Turbot with Caviar Sauce Recipe
Ingredients:
- 2 turbot fillets (about 6-8 oz each)
- 1 tbsp olive oil
- 2 tbsp butter
- Salt and pepper, to taste
- 1/2 cup heavy cream
- 2 tbsp fish stock
- 1 tbsp lemon juice
- 1 oz black caviar
- 1 tbsp fresh chives, finely chopped (for garnish)
Instructions:
1. Prepare the Turbot:
- Season both sides of the turbot fillets with salt and pepper.
- Heat olive oil in a large skillet over medium-high heat. Once the oil is hot, add the turbot fillets and cook for about 3-4 minutes on each side, until the fish is golden and cooked through. Remove from the skillet and set aside.
2. Make the Caviar Sauce:
- In the same skillet, melt butter over medium heat.

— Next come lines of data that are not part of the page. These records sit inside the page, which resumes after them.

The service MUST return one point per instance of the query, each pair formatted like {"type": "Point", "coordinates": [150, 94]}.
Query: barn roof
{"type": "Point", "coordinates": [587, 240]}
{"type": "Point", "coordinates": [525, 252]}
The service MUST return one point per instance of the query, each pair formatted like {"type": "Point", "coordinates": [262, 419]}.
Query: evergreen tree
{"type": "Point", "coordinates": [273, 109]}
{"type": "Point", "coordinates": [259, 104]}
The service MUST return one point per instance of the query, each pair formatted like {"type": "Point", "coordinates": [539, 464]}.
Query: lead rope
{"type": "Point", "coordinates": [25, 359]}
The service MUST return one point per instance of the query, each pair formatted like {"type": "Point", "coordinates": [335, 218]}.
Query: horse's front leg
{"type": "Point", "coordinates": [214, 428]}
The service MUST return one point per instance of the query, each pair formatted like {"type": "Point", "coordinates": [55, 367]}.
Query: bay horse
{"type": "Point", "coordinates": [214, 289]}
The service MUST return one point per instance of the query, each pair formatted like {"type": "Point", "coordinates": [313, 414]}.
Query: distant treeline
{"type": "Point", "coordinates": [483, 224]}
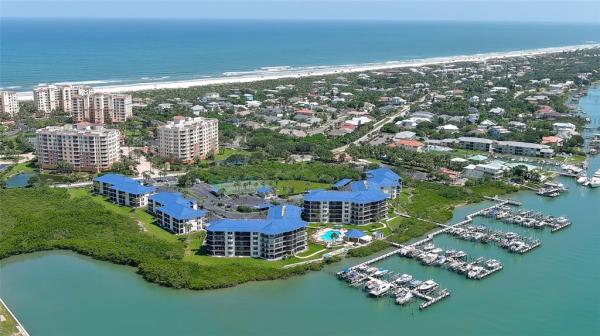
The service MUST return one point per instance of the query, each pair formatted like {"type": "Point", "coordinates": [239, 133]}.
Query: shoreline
{"type": "Point", "coordinates": [277, 73]}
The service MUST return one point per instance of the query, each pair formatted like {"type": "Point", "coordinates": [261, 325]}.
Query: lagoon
{"type": "Point", "coordinates": [552, 290]}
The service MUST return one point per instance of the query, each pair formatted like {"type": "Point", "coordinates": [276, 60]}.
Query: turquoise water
{"type": "Point", "coordinates": [119, 51]}
{"type": "Point", "coordinates": [19, 180]}
{"type": "Point", "coordinates": [329, 235]}
{"type": "Point", "coordinates": [553, 290]}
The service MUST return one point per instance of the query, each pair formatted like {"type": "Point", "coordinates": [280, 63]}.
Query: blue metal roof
{"type": "Point", "coordinates": [171, 197]}
{"type": "Point", "coordinates": [385, 177]}
{"type": "Point", "coordinates": [264, 190]}
{"type": "Point", "coordinates": [355, 234]}
{"type": "Point", "coordinates": [177, 206]}
{"type": "Point", "coordinates": [341, 183]}
{"type": "Point", "coordinates": [366, 196]}
{"type": "Point", "coordinates": [126, 184]}
{"type": "Point", "coordinates": [280, 219]}
{"type": "Point", "coordinates": [363, 185]}
{"type": "Point", "coordinates": [181, 212]}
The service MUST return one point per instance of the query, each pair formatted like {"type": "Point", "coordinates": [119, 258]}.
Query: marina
{"type": "Point", "coordinates": [403, 288]}
{"type": "Point", "coordinates": [381, 282]}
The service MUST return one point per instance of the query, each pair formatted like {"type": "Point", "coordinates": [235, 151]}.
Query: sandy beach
{"type": "Point", "coordinates": [286, 72]}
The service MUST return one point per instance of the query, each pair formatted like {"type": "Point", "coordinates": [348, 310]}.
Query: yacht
{"type": "Point", "coordinates": [428, 247]}
{"type": "Point", "coordinates": [493, 263]}
{"type": "Point", "coordinates": [475, 272]}
{"type": "Point", "coordinates": [404, 278]}
{"type": "Point", "coordinates": [427, 286]}
{"type": "Point", "coordinates": [440, 260]}
{"type": "Point", "coordinates": [403, 296]}
{"type": "Point", "coordinates": [380, 272]}
{"type": "Point", "coordinates": [429, 259]}
{"type": "Point", "coordinates": [380, 289]}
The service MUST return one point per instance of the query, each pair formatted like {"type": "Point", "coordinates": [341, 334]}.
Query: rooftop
{"type": "Point", "coordinates": [280, 219]}
{"type": "Point", "coordinates": [126, 184]}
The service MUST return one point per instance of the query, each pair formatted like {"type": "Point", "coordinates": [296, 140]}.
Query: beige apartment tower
{"type": "Point", "coordinates": [188, 139]}
{"type": "Point", "coordinates": [9, 103]}
{"type": "Point", "coordinates": [85, 146]}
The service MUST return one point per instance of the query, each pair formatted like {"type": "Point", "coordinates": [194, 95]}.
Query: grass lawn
{"type": "Point", "coordinates": [25, 167]}
{"type": "Point", "coordinates": [291, 187]}
{"type": "Point", "coordinates": [227, 152]}
{"type": "Point", "coordinates": [138, 215]}
{"type": "Point", "coordinates": [37, 219]}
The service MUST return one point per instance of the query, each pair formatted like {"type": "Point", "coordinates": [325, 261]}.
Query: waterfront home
{"type": "Point", "coordinates": [523, 148]}
{"type": "Point", "coordinates": [122, 190]}
{"type": "Point", "coordinates": [360, 205]}
{"type": "Point", "coordinates": [388, 181]}
{"type": "Point", "coordinates": [176, 213]}
{"type": "Point", "coordinates": [412, 145]}
{"type": "Point", "coordinates": [281, 234]}
{"type": "Point", "coordinates": [358, 202]}
{"type": "Point", "coordinates": [552, 140]}
{"type": "Point", "coordinates": [470, 143]}
{"type": "Point", "coordinates": [564, 130]}
{"type": "Point", "coordinates": [265, 192]}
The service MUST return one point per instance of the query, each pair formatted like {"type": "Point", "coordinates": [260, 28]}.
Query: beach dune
{"type": "Point", "coordinates": [287, 72]}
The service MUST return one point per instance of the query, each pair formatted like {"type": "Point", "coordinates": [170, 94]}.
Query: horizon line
{"type": "Point", "coordinates": [293, 19]}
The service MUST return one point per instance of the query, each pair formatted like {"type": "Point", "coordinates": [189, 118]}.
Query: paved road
{"type": "Point", "coordinates": [378, 125]}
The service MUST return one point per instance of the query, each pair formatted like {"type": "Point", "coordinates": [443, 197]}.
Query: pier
{"type": "Point", "coordinates": [6, 321]}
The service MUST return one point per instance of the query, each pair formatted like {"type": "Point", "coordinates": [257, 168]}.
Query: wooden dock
{"type": "Point", "coordinates": [20, 329]}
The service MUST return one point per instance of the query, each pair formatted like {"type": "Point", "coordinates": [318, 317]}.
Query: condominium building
{"type": "Point", "coordinates": [176, 213]}
{"type": "Point", "coordinates": [281, 234]}
{"type": "Point", "coordinates": [122, 190]}
{"type": "Point", "coordinates": [86, 147]}
{"type": "Point", "coordinates": [505, 147]}
{"type": "Point", "coordinates": [100, 108]}
{"type": "Point", "coordinates": [9, 103]}
{"type": "Point", "coordinates": [472, 143]}
{"type": "Point", "coordinates": [523, 149]}
{"type": "Point", "coordinates": [51, 98]}
{"type": "Point", "coordinates": [188, 139]}
{"type": "Point", "coordinates": [359, 205]}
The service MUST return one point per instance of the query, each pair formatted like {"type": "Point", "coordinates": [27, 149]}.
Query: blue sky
{"type": "Point", "coordinates": [401, 10]}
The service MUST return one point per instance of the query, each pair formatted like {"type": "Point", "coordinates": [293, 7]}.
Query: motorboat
{"type": "Point", "coordinates": [493, 263]}
{"type": "Point", "coordinates": [428, 247]}
{"type": "Point", "coordinates": [475, 272]}
{"type": "Point", "coordinates": [440, 260]}
{"type": "Point", "coordinates": [403, 296]}
{"type": "Point", "coordinates": [429, 259]}
{"type": "Point", "coordinates": [404, 278]}
{"type": "Point", "coordinates": [380, 289]}
{"type": "Point", "coordinates": [427, 286]}
{"type": "Point", "coordinates": [380, 272]}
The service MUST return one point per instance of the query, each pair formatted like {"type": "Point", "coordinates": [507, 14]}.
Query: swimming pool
{"type": "Point", "coordinates": [331, 235]}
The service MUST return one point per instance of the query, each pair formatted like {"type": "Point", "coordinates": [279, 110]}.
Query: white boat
{"type": "Point", "coordinates": [429, 259]}
{"type": "Point", "coordinates": [403, 296]}
{"type": "Point", "coordinates": [475, 272]}
{"type": "Point", "coordinates": [404, 278]}
{"type": "Point", "coordinates": [380, 289]}
{"type": "Point", "coordinates": [380, 272]}
{"type": "Point", "coordinates": [594, 182]}
{"type": "Point", "coordinates": [493, 263]}
{"type": "Point", "coordinates": [427, 286]}
{"type": "Point", "coordinates": [428, 247]}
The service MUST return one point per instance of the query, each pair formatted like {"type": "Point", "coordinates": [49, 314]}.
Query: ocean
{"type": "Point", "coordinates": [552, 290]}
{"type": "Point", "coordinates": [119, 51]}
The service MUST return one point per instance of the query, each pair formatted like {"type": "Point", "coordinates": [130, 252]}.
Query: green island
{"type": "Point", "coordinates": [41, 218]}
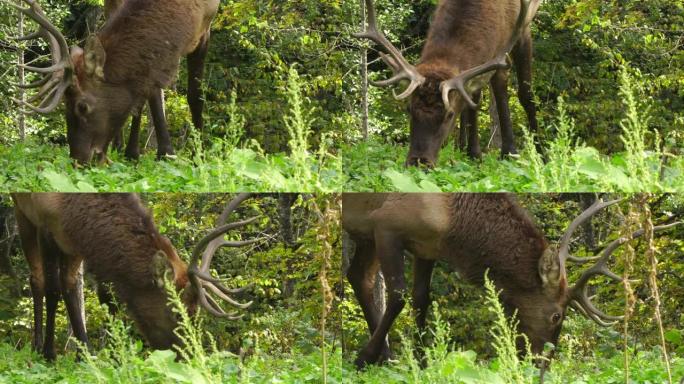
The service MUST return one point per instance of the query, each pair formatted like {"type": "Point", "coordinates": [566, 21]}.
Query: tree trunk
{"type": "Point", "coordinates": [81, 301]}
{"type": "Point", "coordinates": [21, 118]}
{"type": "Point", "coordinates": [285, 201]}
{"type": "Point", "coordinates": [494, 127]}
{"type": "Point", "coordinates": [588, 235]}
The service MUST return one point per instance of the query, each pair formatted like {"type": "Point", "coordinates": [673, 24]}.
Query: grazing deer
{"type": "Point", "coordinates": [127, 62]}
{"type": "Point", "coordinates": [116, 238]}
{"type": "Point", "coordinates": [468, 44]}
{"type": "Point", "coordinates": [473, 233]}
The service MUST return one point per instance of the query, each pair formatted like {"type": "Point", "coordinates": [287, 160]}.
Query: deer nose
{"type": "Point", "coordinates": [419, 161]}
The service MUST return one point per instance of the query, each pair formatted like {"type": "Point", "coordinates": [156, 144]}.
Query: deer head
{"type": "Point", "coordinates": [433, 106]}
{"type": "Point", "coordinates": [95, 109]}
{"type": "Point", "coordinates": [194, 282]}
{"type": "Point", "coordinates": [541, 314]}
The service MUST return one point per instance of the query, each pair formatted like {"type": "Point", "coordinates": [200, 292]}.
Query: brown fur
{"type": "Point", "coordinates": [474, 233]}
{"type": "Point", "coordinates": [133, 57]}
{"type": "Point", "coordinates": [464, 34]}
{"type": "Point", "coordinates": [117, 239]}
{"type": "Point", "coordinates": [513, 257]}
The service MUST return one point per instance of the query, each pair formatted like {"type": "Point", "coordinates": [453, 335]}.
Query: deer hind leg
{"type": "Point", "coordinates": [461, 142]}
{"type": "Point", "coordinates": [469, 120]}
{"type": "Point", "coordinates": [29, 243]}
{"type": "Point", "coordinates": [133, 146]}
{"type": "Point", "coordinates": [69, 270]}
{"type": "Point", "coordinates": [362, 275]}
{"type": "Point", "coordinates": [389, 251]}
{"type": "Point", "coordinates": [51, 269]}
{"type": "Point", "coordinates": [522, 57]}
{"type": "Point", "coordinates": [104, 296]}
{"type": "Point", "coordinates": [500, 90]}
{"type": "Point", "coordinates": [422, 275]}
{"type": "Point", "coordinates": [161, 129]}
{"type": "Point", "coordinates": [195, 75]}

- Add the fish stock and bring it to a simmer. Allow it to reduce by half, about 3 minutes.
- Stir in the heavy cream and continue to simmer for 2-3 minutes, until the sauce thickens slightly.
- Remove the skillet from the heat and add the lemon juice and caviar. Stir gently to combine, being careful not to break up the caviar.
3. Plate the Dish:
- Place the cooked turbot fillets onto serving plates.
- Spoon the caviar sauce over the fish, allowing it to drizzle down the sides.
- Garnish with freshly chopped chives for a burst of color and freshness.
4. Serve:
- Serve immediately with your favorite side dishes, such as roasted vegetables or a light salad.
- Enjoy the delicate flavors of the turbot paired with the luxurious caviar sauce.